I've never been to london zoo... but I love the sound of the barn... may do something around that.... thanks for that. So the lighting... the ceramic bulb, how do you know they are working??? Sorry if it's obvious but never used one and never seen one working either.


----------



## Willz0r2010 (Oct 6, 2010)

PeanutButterJellyTime said:


> So the lighting... the ceramic bulb, how do you know they are working???


Cos it's bloody hot!

Did you mean lighting or heating? You won't need lighting for a corn snake, really. Not unless it's in a really dark room anyway.


----------



## OrigamiB (Feb 19, 2008)

Ceramic bulbs.... probably one of the most efficient heating methods to instantly burn all your fingertips off! If unstatted they'l easily reach 100+c

There expensive but i've never had one break on me in the 4 years i've kept reps, there also the only bulb which you can use for both day and night as they don't emit light. As for lighting, you will only need a viewing light which can be any bulb of your choice, be it strip bulb, LED's, compact flourescent. If you plan to go down the planted route you will however need specific lighting


----------



## Willz0r2010 (Oct 6, 2010)

OrigamiB said:


> Ceramic bulbs.... probably one of the most efficient heating methods to instantly burn all your fingertips off! If unstatted they'l easily reach 100+c
> 
> There expensive but i've never had one break on me in the 4 years i've kept reps, there also the only bulb which you can use for both day and night as they don't emit light. As for lighting, you will only need a viewing light which can be any bulb of your choice, be it strip bulb, LED's, compact flourescent. If you plan to go down the planted route you will however need specific lighting


They're only expensive if you get the grossly overpriced branded ones. They're dirt cheap while still being incredibly reliable if you shop around a bit. Same with stats really.


----------



## OrigamiB (Feb 19, 2008)

Even if you get unbranded ceramics there still £10+, which for a lightbulb i guess you could say is expensive. I wouldn't really compare cheap stats to cheap bulbs though... The design and manufacture of a ceramic bulb is extremely basic. I have a few komodo branded ceramic bulbs which have lasted me years, but the same could never be said for a komodo stat for example


----------



## PeanutButterJellyTime (Mar 19, 2012)

Well that was dim of me. So the ceramic bulbs are alot better. 
Think I'll have a look into them. I'll look on ebay to see if I can get them cheaper, and just shop around.

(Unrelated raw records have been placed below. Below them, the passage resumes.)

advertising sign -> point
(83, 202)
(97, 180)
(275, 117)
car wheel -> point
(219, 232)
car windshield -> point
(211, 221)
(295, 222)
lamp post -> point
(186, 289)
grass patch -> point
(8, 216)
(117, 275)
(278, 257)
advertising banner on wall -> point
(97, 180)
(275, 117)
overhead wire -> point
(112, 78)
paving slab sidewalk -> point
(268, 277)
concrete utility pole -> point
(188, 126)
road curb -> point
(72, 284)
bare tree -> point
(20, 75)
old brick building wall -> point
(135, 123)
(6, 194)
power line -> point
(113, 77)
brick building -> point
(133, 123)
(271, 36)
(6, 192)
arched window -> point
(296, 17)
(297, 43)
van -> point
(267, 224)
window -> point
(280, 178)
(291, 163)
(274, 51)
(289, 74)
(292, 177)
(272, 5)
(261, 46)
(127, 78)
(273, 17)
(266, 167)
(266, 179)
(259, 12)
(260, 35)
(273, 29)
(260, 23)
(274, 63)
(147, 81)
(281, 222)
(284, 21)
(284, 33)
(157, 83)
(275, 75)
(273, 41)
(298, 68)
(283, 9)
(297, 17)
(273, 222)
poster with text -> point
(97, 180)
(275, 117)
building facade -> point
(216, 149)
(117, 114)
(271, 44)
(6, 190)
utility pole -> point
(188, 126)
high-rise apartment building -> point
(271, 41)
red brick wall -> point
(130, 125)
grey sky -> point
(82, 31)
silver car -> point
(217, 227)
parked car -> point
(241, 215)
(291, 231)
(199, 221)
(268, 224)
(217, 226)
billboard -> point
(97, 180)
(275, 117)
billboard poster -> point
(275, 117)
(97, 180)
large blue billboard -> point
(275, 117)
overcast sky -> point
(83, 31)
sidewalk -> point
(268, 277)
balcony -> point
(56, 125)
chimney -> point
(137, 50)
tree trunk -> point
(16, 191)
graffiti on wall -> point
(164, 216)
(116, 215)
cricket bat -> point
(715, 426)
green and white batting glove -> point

Thanks for your help guys... and scuse my at times... idioticness


----------



## Willz0r2010 (Oct 6, 2010)

OrigamiB said:


> Even if you get unbranded ceramics there still £10+


Shop around a bit more : victory:

You can get them from £5-£9 if you know where to look.


----------



## my_shed (Jan 5, 2011)

Willz0r2010 said:


> Shop around a bit more : victory:
> 
> You can get them from £5-£9 if you know where to look.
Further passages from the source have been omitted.